Consider the set of points in $\mathbb{R}^n$ with coordinates in $\{-1, 0, 1\}$. Find a hyperplane passing through the origin that contains no points in the set besides the origin.

This is simple if we don't give any constraints on the hyperplane. Even if define the hyperplane by a normal vector in $\mathbb{Z}^n$, it is simple. However, what if we require every coordinate of the normal vector to be an integer bounded in absolute value by some polynomial in $n$? Does such a hyperplane exist?

Answer 1

No. Let the normal vector be $(a_1,\ldots, a_n)$. If these numbers are $poly(n)$ small integers, then there is an $I$ and $J$ such that $\sum_{i\in I} a_i=\sum_{j\in J} a_j$ by the pigeon hole principle.

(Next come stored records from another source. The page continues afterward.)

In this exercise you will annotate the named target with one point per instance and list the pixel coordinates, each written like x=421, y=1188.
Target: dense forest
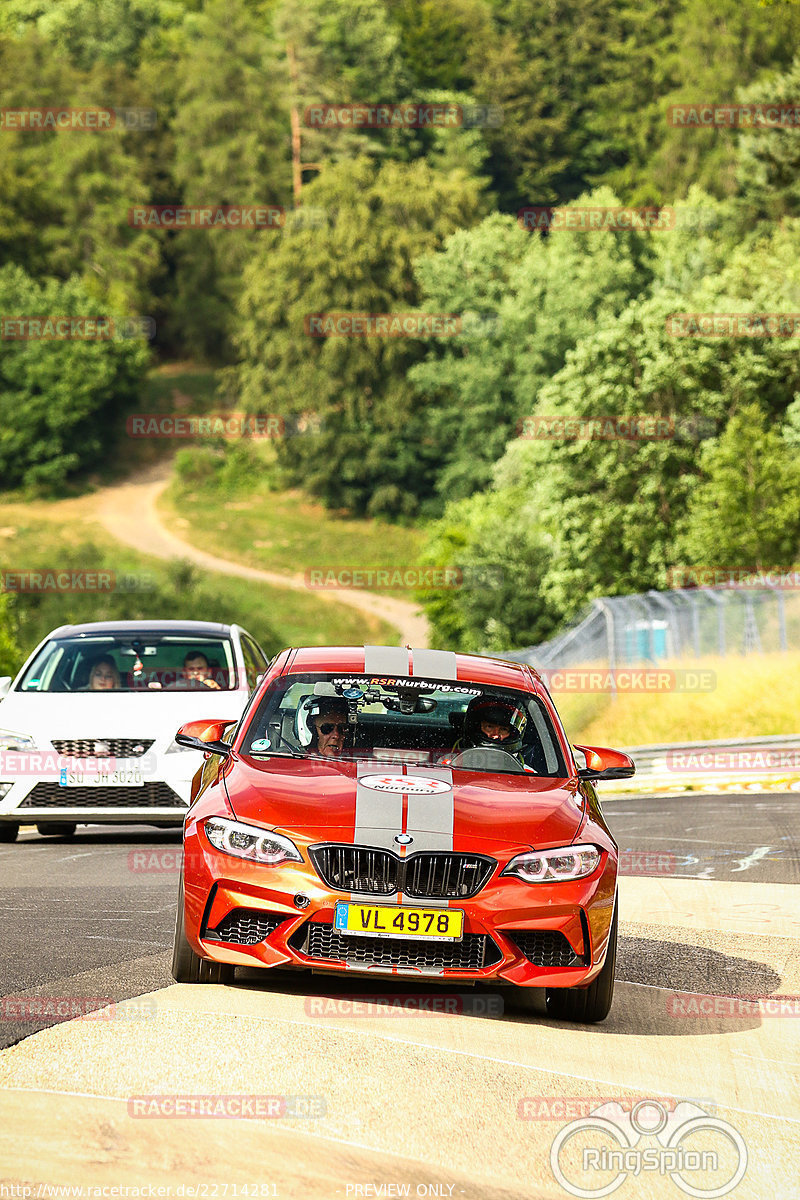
x=560, y=103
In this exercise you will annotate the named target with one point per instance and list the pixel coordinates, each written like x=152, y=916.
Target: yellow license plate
x=386, y=921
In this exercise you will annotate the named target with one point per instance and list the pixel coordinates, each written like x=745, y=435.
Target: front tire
x=188, y=966
x=58, y=829
x=593, y=1003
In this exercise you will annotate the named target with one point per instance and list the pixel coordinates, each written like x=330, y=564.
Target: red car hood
x=437, y=807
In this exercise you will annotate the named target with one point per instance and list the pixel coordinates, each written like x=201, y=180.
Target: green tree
x=91, y=31
x=769, y=159
x=230, y=144
x=59, y=399
x=746, y=510
x=534, y=299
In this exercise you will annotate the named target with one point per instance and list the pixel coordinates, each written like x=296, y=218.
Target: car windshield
x=131, y=663
x=405, y=720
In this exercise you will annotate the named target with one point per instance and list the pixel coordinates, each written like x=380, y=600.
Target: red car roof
x=429, y=664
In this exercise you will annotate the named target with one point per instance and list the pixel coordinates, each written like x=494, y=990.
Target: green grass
x=179, y=389
x=753, y=696
x=64, y=535
x=248, y=521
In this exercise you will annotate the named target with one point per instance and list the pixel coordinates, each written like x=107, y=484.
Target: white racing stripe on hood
x=378, y=820
x=434, y=664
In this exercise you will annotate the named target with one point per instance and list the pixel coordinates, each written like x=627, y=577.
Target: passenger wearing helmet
x=491, y=721
x=328, y=721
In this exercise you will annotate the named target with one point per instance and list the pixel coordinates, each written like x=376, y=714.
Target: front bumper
x=542, y=935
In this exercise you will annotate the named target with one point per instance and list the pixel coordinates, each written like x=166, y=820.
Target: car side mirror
x=603, y=763
x=205, y=736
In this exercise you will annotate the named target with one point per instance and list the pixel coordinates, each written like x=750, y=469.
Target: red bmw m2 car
x=400, y=811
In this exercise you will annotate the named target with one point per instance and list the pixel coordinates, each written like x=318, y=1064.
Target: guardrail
x=691, y=765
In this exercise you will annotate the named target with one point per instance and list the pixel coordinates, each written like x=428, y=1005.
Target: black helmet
x=494, y=711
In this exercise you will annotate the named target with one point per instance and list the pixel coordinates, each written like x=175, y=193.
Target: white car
x=88, y=726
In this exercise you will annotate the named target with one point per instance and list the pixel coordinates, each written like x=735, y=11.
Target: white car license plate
x=120, y=778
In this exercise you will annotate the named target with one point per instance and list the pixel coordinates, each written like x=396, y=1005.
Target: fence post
x=611, y=641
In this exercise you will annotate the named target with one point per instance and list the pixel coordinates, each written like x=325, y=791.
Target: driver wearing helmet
x=492, y=721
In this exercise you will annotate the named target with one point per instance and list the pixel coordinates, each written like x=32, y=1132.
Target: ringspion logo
x=582, y=219
x=76, y=120
x=408, y=117
x=53, y=328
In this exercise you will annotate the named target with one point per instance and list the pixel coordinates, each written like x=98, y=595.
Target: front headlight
x=251, y=843
x=561, y=864
x=19, y=743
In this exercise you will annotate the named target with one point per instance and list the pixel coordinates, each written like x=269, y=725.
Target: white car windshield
x=131, y=663
x=405, y=720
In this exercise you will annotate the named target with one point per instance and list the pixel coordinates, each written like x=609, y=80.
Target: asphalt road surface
x=464, y=1104
x=101, y=905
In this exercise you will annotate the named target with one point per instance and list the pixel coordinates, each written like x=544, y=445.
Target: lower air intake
x=150, y=796
x=323, y=942
x=545, y=947
x=245, y=927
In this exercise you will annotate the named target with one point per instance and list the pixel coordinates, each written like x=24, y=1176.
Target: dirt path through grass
x=128, y=513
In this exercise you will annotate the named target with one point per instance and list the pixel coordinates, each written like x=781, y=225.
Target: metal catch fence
x=683, y=623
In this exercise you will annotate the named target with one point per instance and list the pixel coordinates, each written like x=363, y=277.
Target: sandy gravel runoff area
x=374, y=1099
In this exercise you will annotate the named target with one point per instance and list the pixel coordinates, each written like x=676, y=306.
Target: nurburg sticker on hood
x=411, y=784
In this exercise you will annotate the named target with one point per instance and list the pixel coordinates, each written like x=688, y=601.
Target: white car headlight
x=251, y=843
x=175, y=749
x=563, y=863
x=19, y=743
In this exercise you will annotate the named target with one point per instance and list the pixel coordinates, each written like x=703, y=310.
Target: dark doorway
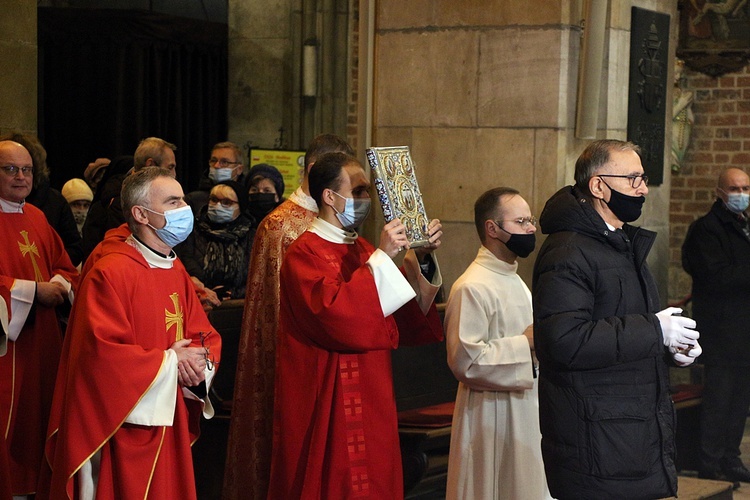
x=109, y=78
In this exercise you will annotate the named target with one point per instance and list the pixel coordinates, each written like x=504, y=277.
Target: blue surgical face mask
x=737, y=202
x=219, y=214
x=355, y=212
x=178, y=227
x=220, y=174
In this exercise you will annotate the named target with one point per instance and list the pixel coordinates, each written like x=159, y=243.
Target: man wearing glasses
x=603, y=346
x=494, y=449
x=225, y=164
x=38, y=273
x=716, y=253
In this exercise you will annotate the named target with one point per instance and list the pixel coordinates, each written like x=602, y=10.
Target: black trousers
x=724, y=408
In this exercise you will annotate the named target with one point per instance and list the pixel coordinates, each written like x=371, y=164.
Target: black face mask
x=521, y=244
x=261, y=204
x=626, y=208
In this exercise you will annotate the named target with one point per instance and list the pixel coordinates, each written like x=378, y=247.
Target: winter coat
x=60, y=217
x=219, y=254
x=716, y=253
x=606, y=415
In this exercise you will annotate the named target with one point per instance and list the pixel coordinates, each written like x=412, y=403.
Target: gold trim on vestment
x=12, y=391
x=156, y=459
x=75, y=471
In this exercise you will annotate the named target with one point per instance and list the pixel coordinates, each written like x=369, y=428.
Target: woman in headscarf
x=218, y=250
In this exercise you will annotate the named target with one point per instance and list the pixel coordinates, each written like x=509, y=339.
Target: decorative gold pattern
x=398, y=191
x=175, y=318
x=30, y=248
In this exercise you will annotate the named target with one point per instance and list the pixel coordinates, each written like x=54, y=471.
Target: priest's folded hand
x=434, y=232
x=191, y=361
x=393, y=238
x=50, y=293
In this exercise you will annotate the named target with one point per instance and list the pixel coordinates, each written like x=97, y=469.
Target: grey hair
x=595, y=157
x=136, y=189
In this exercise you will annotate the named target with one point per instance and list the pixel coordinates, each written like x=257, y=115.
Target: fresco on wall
x=714, y=35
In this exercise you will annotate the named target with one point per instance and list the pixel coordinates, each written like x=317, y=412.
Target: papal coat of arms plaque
x=398, y=191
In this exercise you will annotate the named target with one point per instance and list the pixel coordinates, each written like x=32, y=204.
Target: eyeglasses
x=12, y=170
x=225, y=202
x=635, y=179
x=207, y=351
x=223, y=163
x=523, y=222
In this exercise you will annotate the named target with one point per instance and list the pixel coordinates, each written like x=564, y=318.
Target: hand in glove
x=684, y=358
x=677, y=331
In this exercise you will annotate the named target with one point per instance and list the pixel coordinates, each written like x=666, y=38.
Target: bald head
x=17, y=171
x=733, y=188
x=733, y=177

But then we have $\sum_{i=1}^n \varepsilon_i a_i=0$ for some $\varepsilon \in \{-1,0,1\}^n$.

Answer 2

Just to add to Domotor's answer, any hyperplane whose normal vector has polynomially bounded coefficients (in fact bounded by $2^{o(n)}$) contains an entire face (i.e. subcube) of the cube of dimension $n - o(n)$. This follows from the Sauer-Shelah lemma.

To be precise, say each $|a_i| \leq n^c$. Then for any $I \subseteq [n]$, $\sum_{i \in I}{a_i} \in \mathbb{Z} \cap [-n^{c+1}, n^{c+1}]$. So by averaging there exists some integer $b: |b| \leq n^{c+1}$, for which $\mathcal{I}_b = |\{I: \sum_{i \in I}{a_i} = b\}| \geq 2^{n-1} n^{-c - 1} = 2^{n - o(n)}$. Then according to Sauer-Shelah, there exists a set $S \subseteq [n]$ of size $n - o(n)$ shattered by $\mathcal{I}_b$, i.e. for each $T \subseteq S$ there exists $I \in \mathcal{I}_b$ such that $I \cap S = T$. This means that for any $\epsilon \in \{-1, 0, 1\}^S$, there exists a $\delta \in \{-1, 0, 1\}^n$ such that $\sum{\delta_i a_i} = 0$ and $\forall i\in S: \delta_i = \epsilon_i$. In other words, the hyperplane normal to $a_1, \ldots, a_n$ contains the entire subcube corresponding to $S$ (i.e. the projection of the full dimensional cube onto the coordinate subspace corresponding to $S$).